Sonra reiki iki ile geçmiş yılların temizlenmesi varmış, hoca bunu kontrol dahi edebiliyormuş. 21 günlük arınma varmış. Bunun için kimisi et yemiyor ya da geçmiş yıllarını temizliyormuş. Bu konu bile öğretmenlere göre farklılık gösteriyor. Biz bunların hiç birini yapmadık. Ya söylenmedi ya da söylendi de biz ciddiye almadık. Şimdi adını bile hatırlamadığım bayanın günahına girmeyeyim. Bu kadar cahilane girdim ve devam ettim yani. İlk zamanlarda yani reiki enerjisini yoğun kullandığım zamanlarda, et yeme olayından otomatikman tiksinmeye başladım. Kasap dükkanına  girmek benim için tiksinme ve canlı hayvanı nasıl öldürüp yiyoruz düşüncesi demekti. Onu net hatırlıyorum. 2010lu yıllara geldiğimizde, ben reikide fazla ilerleyememiştim. Bunun sebebi bendim doğal olarak. O’nu hep acil durumlarda kullanmak üzere bir yerlerde sakladım. Kullandığım alanlar; çakra düzenleme, akan kanı durdurma, genel gerginliği azaltma, genel ağrıları geçirme, alan temizliği ve uykuya dalmak üzerine oldu. Travmalarımı hafifletmek için sonuna kadar kullanma sabrına asla sahip olamadım. Bu yüzden de bu eski değerli enerjinin nimetlerinden asla tam olarak yararlanamadım. Sabır erdemini geliştirmem hala yeterli değil.
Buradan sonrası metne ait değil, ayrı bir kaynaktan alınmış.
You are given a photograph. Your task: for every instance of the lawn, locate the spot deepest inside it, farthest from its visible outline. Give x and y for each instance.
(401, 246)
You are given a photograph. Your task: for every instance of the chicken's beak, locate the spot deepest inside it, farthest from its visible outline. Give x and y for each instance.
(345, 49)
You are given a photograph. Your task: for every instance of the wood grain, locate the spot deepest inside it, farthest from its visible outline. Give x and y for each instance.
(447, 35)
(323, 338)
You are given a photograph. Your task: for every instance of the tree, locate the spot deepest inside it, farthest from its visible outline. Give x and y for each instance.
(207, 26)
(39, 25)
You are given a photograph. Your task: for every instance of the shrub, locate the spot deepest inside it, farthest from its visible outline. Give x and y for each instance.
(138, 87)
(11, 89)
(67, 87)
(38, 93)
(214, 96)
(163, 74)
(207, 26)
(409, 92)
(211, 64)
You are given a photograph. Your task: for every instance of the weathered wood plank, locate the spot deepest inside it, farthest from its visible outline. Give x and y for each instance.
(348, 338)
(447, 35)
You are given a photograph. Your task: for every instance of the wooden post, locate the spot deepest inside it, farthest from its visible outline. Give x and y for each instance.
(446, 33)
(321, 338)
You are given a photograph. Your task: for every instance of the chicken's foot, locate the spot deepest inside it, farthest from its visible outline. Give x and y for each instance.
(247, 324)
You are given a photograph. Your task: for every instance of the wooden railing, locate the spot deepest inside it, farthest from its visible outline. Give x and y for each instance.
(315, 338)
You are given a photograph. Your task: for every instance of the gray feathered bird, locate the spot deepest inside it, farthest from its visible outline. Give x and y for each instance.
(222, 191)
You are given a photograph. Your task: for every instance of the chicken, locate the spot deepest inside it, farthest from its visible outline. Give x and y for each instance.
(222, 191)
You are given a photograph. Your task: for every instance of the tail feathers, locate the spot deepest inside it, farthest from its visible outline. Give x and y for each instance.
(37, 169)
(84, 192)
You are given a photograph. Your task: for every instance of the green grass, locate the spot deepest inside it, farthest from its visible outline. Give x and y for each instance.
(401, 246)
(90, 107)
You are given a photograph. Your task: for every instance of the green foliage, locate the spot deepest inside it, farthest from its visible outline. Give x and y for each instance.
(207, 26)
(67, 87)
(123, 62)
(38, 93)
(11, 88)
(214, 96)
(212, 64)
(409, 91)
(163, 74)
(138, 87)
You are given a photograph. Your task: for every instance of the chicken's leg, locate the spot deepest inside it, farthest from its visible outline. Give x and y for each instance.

Eğer tüm bilgileri sabırla uygulasaydım şimdi çok daha başka bir yaşam sürüyordum. Sanırım başkalarına uygulama yapmak, egomu tatmin ettiğinden, daha çok hoşuma gidiyor. Mesela geçen baharda eşimin teyzesi, sağlık kontrolü yapılırken çok heyecanlı ve korku dolu idi. Yanında gittim ve o içerideyken ona sakinleşmesi için reikiyi duvarın arkasından sürekli yolladım. O panik olan bayan gitti,  yerine doktorun yanında işlem yapılırken kuzu gibi sakin duran bayan geldi. Bana teşekkürler etmekten helak oldu. Bunun için bile yapmaya devam ediyorum. Gerçi bu aralarda akıllandım, biraz daha bilgilendim de reikiyi kendi üzerimde her gün kullanmaya başladım. Özellikle çakra dengeleme yaparken nefes tekniğini de yanına ekledim. Şimdii daha iyiyim.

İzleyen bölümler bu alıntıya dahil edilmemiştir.